Why You Should Watch
Watch this if you want an alternate-universe war mystery that moves like a console RPG campaign: factions, sealed legends, weapon lore, and boss-tier confrontations arrive quickly, without a 24-episode runway. It scratches a bit of the same itch as Re:Zero’s reality-dislocation anxiety and Seraph of the End’s humans-on-the-back-foot combat, but with a stronger fantasy-SF blend: swords and guns share space with demons, angels, undead mythology, elves, fairies, and kemonomimi-coded races. The best audience is a viewer who prioritizes lore escalation and dramatic reversals over pristine consistency; Project No.9’s action highs and Jin Aketagawa-supervised soundscape carry the momentum even when the season compresses material.

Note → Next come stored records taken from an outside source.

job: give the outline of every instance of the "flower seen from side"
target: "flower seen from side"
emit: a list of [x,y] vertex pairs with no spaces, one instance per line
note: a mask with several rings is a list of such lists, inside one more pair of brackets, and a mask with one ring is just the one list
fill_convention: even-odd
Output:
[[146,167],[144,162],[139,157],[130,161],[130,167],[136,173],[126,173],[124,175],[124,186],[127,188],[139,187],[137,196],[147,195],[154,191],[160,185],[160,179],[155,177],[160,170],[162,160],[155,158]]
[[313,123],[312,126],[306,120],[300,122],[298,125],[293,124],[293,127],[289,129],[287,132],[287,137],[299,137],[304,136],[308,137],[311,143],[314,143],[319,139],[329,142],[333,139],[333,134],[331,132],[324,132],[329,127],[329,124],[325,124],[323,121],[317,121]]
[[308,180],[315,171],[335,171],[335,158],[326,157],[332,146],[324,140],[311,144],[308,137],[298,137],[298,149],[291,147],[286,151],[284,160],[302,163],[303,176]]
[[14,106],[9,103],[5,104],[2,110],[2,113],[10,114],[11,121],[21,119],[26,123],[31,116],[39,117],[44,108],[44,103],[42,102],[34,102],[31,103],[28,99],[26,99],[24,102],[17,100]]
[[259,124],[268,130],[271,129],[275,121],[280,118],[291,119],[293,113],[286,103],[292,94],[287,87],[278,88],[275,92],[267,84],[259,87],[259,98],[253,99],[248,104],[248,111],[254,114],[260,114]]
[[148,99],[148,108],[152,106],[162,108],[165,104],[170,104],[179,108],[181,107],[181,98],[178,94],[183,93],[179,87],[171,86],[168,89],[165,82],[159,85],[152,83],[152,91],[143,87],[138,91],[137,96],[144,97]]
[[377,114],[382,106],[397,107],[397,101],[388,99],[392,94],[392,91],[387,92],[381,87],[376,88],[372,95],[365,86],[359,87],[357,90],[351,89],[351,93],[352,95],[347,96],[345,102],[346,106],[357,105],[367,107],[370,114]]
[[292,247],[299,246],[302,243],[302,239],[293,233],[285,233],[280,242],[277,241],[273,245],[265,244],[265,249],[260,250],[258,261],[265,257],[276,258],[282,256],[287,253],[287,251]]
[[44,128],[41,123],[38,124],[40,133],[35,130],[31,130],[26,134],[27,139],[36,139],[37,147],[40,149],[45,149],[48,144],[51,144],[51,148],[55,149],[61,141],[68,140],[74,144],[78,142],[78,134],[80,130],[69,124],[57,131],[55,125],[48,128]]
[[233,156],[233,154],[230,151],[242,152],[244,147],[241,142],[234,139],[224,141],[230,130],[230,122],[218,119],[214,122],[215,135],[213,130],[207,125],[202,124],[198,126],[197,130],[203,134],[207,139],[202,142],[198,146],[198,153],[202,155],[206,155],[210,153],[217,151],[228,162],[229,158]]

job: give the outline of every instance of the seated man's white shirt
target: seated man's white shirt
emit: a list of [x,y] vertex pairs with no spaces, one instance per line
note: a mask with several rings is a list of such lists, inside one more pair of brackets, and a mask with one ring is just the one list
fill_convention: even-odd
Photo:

If a modestly scored show with an aggressive hook and end-of-world stakes appeals more than prestige polish, this is the exact niche.
Key Characters
- KKai Sakura Vento
Kai’s appeal is less raw power fantasy than persistence: he operates like the audience’s continuity error, using soldier habits and remembered history to interrogate a world that refuses to validate him.
- JJeanne E. Anise
Jeanne gives the series its sharpest emotional friction, because her presence turns familiar bonds into tactical distance rather than simple reunion comfort.
- RRinne
Rinne functions as the show’s mystery engine, balancing vulnerable outsider energy with enough mythic weight that every explanation around her feels provisional.
- SSid
Sid is the absent measuring stick for the cast, a legendary hero whose legacy shapes the military and mythological logic of the setting more than any standard mentor figure.
What Makes It Stand Out
- 1
Project No.9 produced the series as a compact 12-episode single cour, and viewer reactions most often single out its action scenes rather than its quieter transitional material.
- 2
The show crosswires fantasy and science fiction at the tag level: AniList marks Alternate Universe at 100%, Post-Apocalyptic at 65%, and gives both Swordplay and Guns 50%, placing it between portal-fantasy, military SF, and monster-war fiction.
- 3
Tatsuma Minamikawa directs with Satoshi Sugisawa handling series composition, which gives the season a clear forward mystery but also feeds the common criticism that the adaptation feels compressed by the finale.
- 4
Its visual reputation is unusually polarized: one December 2024 review argued that the story could not overcome bad animation, while other viewer reviews praised the action animation and background music as the show’s strongest assets.
- 5
MAL lists the series under Action, Fantasy, and Sci-Fi with no formal theme, while AniList’s tag spread highlights a much denser creature-lore mix including demons, angels, elves, fairies, undead, and kemonomimi elements.
Fun Facts & Trivia
- Fun fact 1
- The anime finished as a 12-episode TV run airing from July 13, 2024 to September 28, 2024, making it a complete Summer 2024 single-cour entry rather than an ongoing adaptation.
- Fun fact 2
- Kei Sazane is credited with the original story, while Hiromi Katou handled character design for the anime version under studio Project No.9.
- Fun fact 3
- Jin Aketagawa served as sound director, a notable credit given that positive viewer comments specifically called out the background music even when overall reviews remained mixed.
- Fun fact 4
- The production credits include several international animation names: Kennedy Freeman worked on 2nd key animation for the opening and key animation for episode 12, Frank Okako contributed key animation to episode 7, and Theo Kowal contributed key animation to episode 12.
- Fun fact 5
- Database reception places it in cult-interest territory rather than breakout-hit territory: MAL records a 6.23 score from 54,978 votes with popularity at #1857, while AniList lists 886 favourites.